Finalizado às pressas para ser apresentado como uma das respostas do governo aos protestos de junho, o programa Mais Médicos - principal vitrine eleitoral da presidente Dilma Rousseff - pode afetar a saúde das contas públicas. Há cerca de duas semanas, o secretário-executivo do Ministério da Previdência Social, Carlos Eduardo Gabas, afirmou em uma reunião a portas fechadas que o programa pode gerar um "rombo fiscal".
A declaração foi feita no dia 15 de outubro, durante uma reunião convocada pela ministra das Relações Institucionais, Ideli Salvatti, com parlamentares das bancadas da Região Norte, para discutir a proposta de emenda constitucional (PEC) que indeniza os "soldados da borracha", no valor de R$ 25 mil para cada beneficiário.

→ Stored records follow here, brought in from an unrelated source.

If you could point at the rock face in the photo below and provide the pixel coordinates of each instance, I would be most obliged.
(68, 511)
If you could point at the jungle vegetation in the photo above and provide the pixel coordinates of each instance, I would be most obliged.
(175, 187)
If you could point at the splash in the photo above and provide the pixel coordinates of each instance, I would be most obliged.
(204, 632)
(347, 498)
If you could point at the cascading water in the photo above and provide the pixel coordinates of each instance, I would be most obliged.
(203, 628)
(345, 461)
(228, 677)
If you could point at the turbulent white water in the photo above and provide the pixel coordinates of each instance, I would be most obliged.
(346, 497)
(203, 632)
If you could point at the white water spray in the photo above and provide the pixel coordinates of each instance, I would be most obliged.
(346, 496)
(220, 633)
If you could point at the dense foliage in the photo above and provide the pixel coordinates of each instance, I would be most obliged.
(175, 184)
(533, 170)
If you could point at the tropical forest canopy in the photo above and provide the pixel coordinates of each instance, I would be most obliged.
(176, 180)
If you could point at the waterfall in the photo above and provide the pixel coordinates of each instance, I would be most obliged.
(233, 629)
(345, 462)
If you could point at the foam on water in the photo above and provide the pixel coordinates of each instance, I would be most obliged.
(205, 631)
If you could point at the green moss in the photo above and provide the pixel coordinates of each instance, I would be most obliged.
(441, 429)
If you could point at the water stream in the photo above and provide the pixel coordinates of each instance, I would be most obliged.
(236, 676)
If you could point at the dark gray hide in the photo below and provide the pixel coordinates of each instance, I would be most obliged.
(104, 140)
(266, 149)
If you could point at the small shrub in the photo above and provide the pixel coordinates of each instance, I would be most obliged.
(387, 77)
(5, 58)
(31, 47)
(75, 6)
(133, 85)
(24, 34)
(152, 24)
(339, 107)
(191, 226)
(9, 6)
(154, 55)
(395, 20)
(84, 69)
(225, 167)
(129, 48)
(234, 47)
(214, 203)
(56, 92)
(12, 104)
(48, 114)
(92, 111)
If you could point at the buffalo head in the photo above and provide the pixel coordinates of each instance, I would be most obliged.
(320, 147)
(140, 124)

Conforme relatou ao Valor um dos participantes da reunião, Gabas ponderou que não poderia elevar o valor das indenizações porque "não havia mais dinheiro", já que o governo enfrentava um "problema fiscal" com o pagamento imprevisto da contribuição previdenciária dos profissionais do Mais Médicos.
Segundo a mesma fonte, Gabas explicou que a Previdência e o Ministério da Saúde avaliavam que a remuneração dos profissionais era uma "bolsa", sobre a qual não incidia a contribuição. No entanto, um parecer da Secretaria da Receita Federal estabeleceu que a bolsa-formação paga aos médicos contratados pelo programa tem natureza de salário, e não admitiu renunciar a essa fonte de receita.
De acordo com a chefe do Departamento de Contribuições Sociais, Previdenciárias e de Terceiros da Receita Federal, Carmen Araújo, o Ministério da Saúde consultou a Receita sobre o assunto apenas após o envio da medida provisória ao Congresso. "A Receita informou que [a contribuição previdenciária] incidia", afirmou.
A Lei 12.871, de 22 de outubro de 2013, que instituiu o programa, prevê o enquadramento dos médicos no Regime Geral de Previdência Social (RGPS) como contribuintes individuais. Ou seja, eles arcarão com 11% da remuneração até o teto de contribuição, que é de R$ 4.159, cabendo à União suportar os demais 20% do encargo patronal.
Com isso, o salário do médico passa dos R$ 10 mil brutos para R$ 9.542,51, já que a contribuição do profissional para a Previdência será de R$ 457,49. Contudo, o gasto mensal do governo com os médicos será de R$ 12 mil, já que a alíquota da contribuição patronal leva em conta o salário cheio.
Procurado, o Ministério da Previdência não quis comentar o assunto, alegando que a arrecadação do tributo cabe à Receita Federal. Contudo, a partir de dados oficiais já divulgados sobre o programa, é possível calcular um valor mínimo estimado do rombo de que fala Gabas. Até o fim do ano, o governo prevê 7,5 mil médicos em atividade. Considerada a diferença de R$ 2 mil entre o valor bruto do salário e a parcela previdenciária devida pelo governo, a despesa adicional pode chegar a R$ 15 milhões neste ano. Essa conta exclui a ajuda de custo para fixação dos médicos no local de trabalho - que vai de R$ 10 mil a R$ 30 mil.
A lei exclui da obrigação os médicos selecionados por convênios com organismos internacionais, como os cubanos, e aqueles filiados a regime de seguridade social no país de origem. O Ministério da Saúde, acionado na última quinta-feira, não retornou até o fechamento da edição.